With warehousing secured in the Christchurch suburb of Hornby, three specialist managers have been recruited to oversee the movement of bulk goods, heavy transport and accommodation, and to arrange travel for Salvation Army personnel. This development will allow a substantial scaling-up of operations needed for the longer term.
Meanwhile, The Salvation Army's Canterbury Earthquake Appeal reached NZ$6.2 million, up by $1.9 million over just 24 hours. Of this total, $1.6 million was raised through a $3 text initiative organised by Westpac Bank.

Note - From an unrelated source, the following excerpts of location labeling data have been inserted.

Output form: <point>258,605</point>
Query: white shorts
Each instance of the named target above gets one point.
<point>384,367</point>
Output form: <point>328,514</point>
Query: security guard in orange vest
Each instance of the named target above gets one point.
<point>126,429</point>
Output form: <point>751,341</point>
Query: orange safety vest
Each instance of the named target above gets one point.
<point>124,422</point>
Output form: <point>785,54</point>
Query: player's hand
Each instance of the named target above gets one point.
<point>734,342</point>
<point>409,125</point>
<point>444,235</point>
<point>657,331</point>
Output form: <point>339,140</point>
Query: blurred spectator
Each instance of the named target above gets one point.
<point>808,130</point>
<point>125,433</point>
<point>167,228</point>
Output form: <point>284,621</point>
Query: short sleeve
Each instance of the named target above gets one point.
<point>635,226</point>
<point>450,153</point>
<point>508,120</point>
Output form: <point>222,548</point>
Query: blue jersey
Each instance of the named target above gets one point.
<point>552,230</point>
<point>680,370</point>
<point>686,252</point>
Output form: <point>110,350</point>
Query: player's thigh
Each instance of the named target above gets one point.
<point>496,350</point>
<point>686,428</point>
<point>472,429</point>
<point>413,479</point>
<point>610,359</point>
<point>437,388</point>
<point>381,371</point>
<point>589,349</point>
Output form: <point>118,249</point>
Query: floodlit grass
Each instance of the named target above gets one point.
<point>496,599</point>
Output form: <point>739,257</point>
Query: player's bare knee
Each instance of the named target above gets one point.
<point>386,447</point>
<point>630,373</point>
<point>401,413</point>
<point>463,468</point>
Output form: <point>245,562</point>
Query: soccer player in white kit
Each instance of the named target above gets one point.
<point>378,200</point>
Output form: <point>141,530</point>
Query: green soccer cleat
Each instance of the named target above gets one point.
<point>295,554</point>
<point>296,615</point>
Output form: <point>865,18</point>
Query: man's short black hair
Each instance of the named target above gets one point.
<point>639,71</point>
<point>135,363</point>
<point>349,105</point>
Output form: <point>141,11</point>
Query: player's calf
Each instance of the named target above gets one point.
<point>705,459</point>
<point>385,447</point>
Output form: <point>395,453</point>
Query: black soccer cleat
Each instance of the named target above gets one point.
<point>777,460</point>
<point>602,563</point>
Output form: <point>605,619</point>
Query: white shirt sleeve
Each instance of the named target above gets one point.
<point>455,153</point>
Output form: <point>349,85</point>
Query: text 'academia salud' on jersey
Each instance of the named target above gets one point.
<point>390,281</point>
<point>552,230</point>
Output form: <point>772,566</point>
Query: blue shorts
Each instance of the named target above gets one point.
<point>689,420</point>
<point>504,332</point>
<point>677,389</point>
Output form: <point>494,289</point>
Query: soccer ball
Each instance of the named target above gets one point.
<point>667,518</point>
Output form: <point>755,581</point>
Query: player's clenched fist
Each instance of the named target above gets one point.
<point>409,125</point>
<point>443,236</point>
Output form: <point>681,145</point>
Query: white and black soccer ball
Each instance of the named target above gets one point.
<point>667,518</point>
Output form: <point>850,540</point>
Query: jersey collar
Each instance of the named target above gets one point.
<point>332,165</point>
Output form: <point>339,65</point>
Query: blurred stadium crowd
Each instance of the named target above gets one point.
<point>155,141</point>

Psychosocial support personnel from Australia and around New Zealand are part of 'Suburban Squad' teams touring the worst-affected eastern suburbs of Christchurch, assessing residents' needs, property and infrastructure. The teams comprise staff and engineers from EQC (the New Zealand Government's Earthquake Commission) and Christchurch City Council, with 122 Salvation Army personnel providing emotional support to residents and identifying people who require additional support. These include elderly people living in isolation, those with chronic health conditions and others who are particularly stressed or anxious. Such cases were followed up by 'flying squads' of 12 Salvation Army officers, with a large team of volunteers delivering food, water and other goods to those in need.
Another 14 psychosocial support workers were based at welfare centres, providing care and support to people evacuated from their homes.
Psychosocial team coordinator Major Lynette Hutson says her teams are making an immense difference to people who, in many cases, had been cut off and were yet to receive outside help. One of the most touching cases seen by the teams was an 18-year-old who was caring for his wheelchair-bound mother and his two adult-aged, intellectually disabled brothers in a house without sewage or water. An emerging issue is the number of elderly people who are struggling to get by, often without water or sewage.
Salvation Army emergency services workers yesterday (2 March) served 4,710 meals to 1,570 people at welfare centres. This number included meals for 100 emergency workers hosted at The Salvation Army's community ministries centre in Linwood. During the day, Linwood Community Ministries delivered 382 food parcels to residents who were without transport and provided 212 food parcels to people arriving at the centre for help.